Assuming that you’re using UTF-8:

import codecs

def read_file(file):
    try:
        f = gzip.open(file, 'r') # open as binary
        f = codecs.getreader('utf-8')(f) # decode to text, assuming it's UTF-8
    except gzip.BadGzipFile:
        f = open(file, 'r' encoding='utf-8') # open as text, assuming it's UTF-8
    return f

thanks Mattew, but the issue continue

$ python3 findHHIvan.py -s 86VRPQ2GD6EE6M0G2GLY0M -f message.log.2024-05-06_1128.2024-05-06_1131.gz -d /cxpslogs/powerBI/pruebasTransaction
searching in specified directories…
first search
file /cxpslogs/powerBI/pruebasTransaction/message.log.2024-05-06_1128.2024-05-06_1131.gz |
7551057 lines, 427440 messages, 2 matches found, time elapsed
second search
file /cxpslogs/powerBI/pruebasTransaction/message.log.2024-05-06_1128.2024-05-06_1131.gz |
7551057 lines, 427440 messages, 2 matches found, time elapsed
total lines: 7551057; total messages: 427440; total matches found: 2; total time: 37.806538343429565
third search
file /cxpslogs/powerBI/pruebasTransaction/transaction.log.2024-05-06_10.cexpgtap4p.log |
Traceback (most recent call last):
File “findHHIvan.py”, line 675, in
found2 = search3(found2)
File “findHHIvan.py”, line 583, in search3
for line in arch:
File “/opt/rh/rh-python38/root/usr/lib64/python3.8/codecs.py”, line 645, in next
line = self.readline()
File “/opt/rh/rh-python38/root/usr/lib64/python3.8/codecs.py”, line 558, in readline
data = self.read(readsize, firstline=True)
File “/opt/rh/rh-python38/root/usr/lib64/python3.8/codecs.py”, line 498, in read
newdata = self.stream.read(size)
File “/opt/rh/rh-python38/root/usr/lib64/python3.8/gzip.py”, line 292, in read
return self._buffer.read(size)
File “/opt/rh/rh-python38/root/usr/lib64/python3.8/_compression.py”, line 68, in readinto
data = self.read(len(byte_view))
File “/opt/rh/rh-python38/root/usr/lib64/python3.8/gzip.py”, line 479, in read
if not self._read_gzip_header():
File “/opt/rh/rh-python38/root/usr/lib64/python3.8/gzip.py”, line 427, in _read_gzip_header
raise BadGzipFile(‘Not a gzipped file (%r)’ % magic)
gzip.BadGzipFile: Not a gzipped file (b’[2’)

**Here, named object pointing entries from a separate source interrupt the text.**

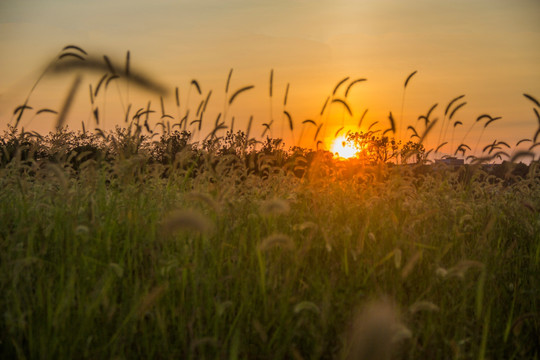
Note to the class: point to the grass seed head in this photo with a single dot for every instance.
(187, 220)
(274, 207)
(274, 240)
(376, 332)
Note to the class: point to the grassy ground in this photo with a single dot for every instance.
(117, 261)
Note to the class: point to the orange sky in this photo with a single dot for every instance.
(487, 50)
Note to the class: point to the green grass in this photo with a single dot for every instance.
(89, 271)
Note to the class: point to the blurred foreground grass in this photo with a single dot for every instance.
(115, 260)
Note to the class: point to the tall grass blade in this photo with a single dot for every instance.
(338, 85)
(68, 102)
(351, 85)
(409, 78)
(238, 92)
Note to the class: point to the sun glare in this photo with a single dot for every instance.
(342, 148)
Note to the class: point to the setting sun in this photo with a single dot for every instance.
(342, 148)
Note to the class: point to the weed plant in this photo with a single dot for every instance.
(123, 245)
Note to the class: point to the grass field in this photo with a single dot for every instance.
(115, 260)
(256, 254)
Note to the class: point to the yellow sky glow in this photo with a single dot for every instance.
(486, 49)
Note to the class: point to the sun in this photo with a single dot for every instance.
(342, 148)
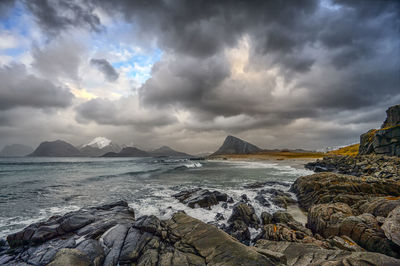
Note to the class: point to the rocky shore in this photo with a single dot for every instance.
(352, 220)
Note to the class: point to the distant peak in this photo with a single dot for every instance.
(99, 142)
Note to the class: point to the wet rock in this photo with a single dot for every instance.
(337, 219)
(244, 198)
(309, 254)
(278, 197)
(70, 257)
(391, 227)
(362, 165)
(380, 206)
(345, 243)
(244, 212)
(219, 217)
(267, 183)
(263, 201)
(266, 218)
(330, 187)
(200, 198)
(239, 230)
(181, 240)
(94, 218)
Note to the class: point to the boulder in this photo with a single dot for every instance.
(331, 187)
(309, 254)
(246, 213)
(391, 227)
(181, 240)
(337, 219)
(203, 198)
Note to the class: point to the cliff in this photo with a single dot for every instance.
(386, 140)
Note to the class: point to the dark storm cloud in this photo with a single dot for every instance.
(124, 111)
(19, 89)
(5, 6)
(106, 68)
(56, 15)
(306, 59)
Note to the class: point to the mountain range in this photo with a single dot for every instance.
(99, 146)
(104, 147)
(15, 150)
(234, 145)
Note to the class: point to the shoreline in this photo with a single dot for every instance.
(335, 204)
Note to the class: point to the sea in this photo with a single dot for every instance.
(33, 189)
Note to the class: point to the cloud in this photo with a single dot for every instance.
(57, 15)
(106, 68)
(20, 89)
(59, 58)
(270, 71)
(125, 111)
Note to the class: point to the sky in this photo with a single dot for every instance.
(280, 74)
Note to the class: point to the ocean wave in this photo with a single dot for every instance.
(189, 165)
(130, 173)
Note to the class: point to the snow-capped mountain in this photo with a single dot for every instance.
(99, 146)
(99, 142)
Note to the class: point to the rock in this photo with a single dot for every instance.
(278, 197)
(386, 140)
(391, 227)
(70, 257)
(244, 212)
(244, 198)
(233, 145)
(263, 201)
(325, 218)
(309, 254)
(345, 243)
(181, 240)
(200, 198)
(361, 165)
(266, 218)
(331, 187)
(239, 230)
(219, 217)
(337, 219)
(380, 206)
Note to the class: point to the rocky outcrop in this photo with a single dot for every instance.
(391, 227)
(233, 145)
(330, 188)
(362, 165)
(337, 219)
(309, 254)
(128, 152)
(200, 198)
(15, 150)
(386, 140)
(353, 207)
(109, 235)
(56, 148)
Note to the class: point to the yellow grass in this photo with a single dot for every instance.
(351, 150)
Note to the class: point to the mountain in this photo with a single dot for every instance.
(233, 145)
(128, 152)
(15, 150)
(167, 151)
(99, 146)
(56, 148)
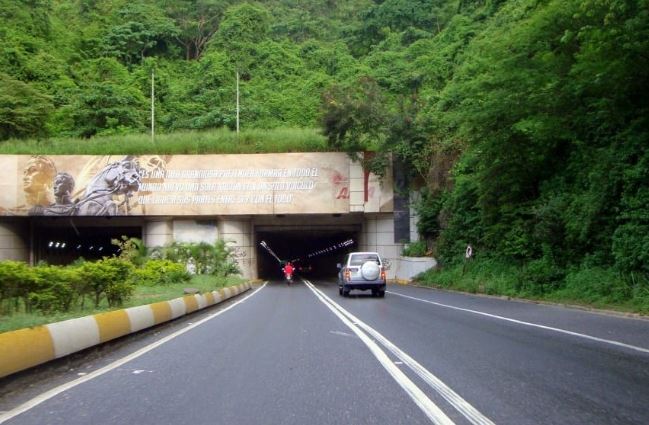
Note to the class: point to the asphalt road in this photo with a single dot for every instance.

It appears that gzip.open doesn’t check the file until you start reading from it, so:

import codecs

def read_file(file):
    try:
        # Assume that it's a gzip file.
        f = gzip.open(file, 'r')
        # Try to read a byte.
        f.read(1)
    except gzip.BadGzipFile:
        # It's not a gzip file, so assume that it's a text file encoded in UTF-8.
        f = open(file, 'r' encoding='utf-8')
    else:
        # It looks like a gzip file, so rewind to the start...
        f.seek(0)
        # ...and prepend a decoder for UTF-8.
        f = codecs.getreader('utf-8')(f)
    return f
1 Like

Thank a lot Matthew!!! issue resolved! :smiley:
Beside I thank to Cameron, Karl for the help offer.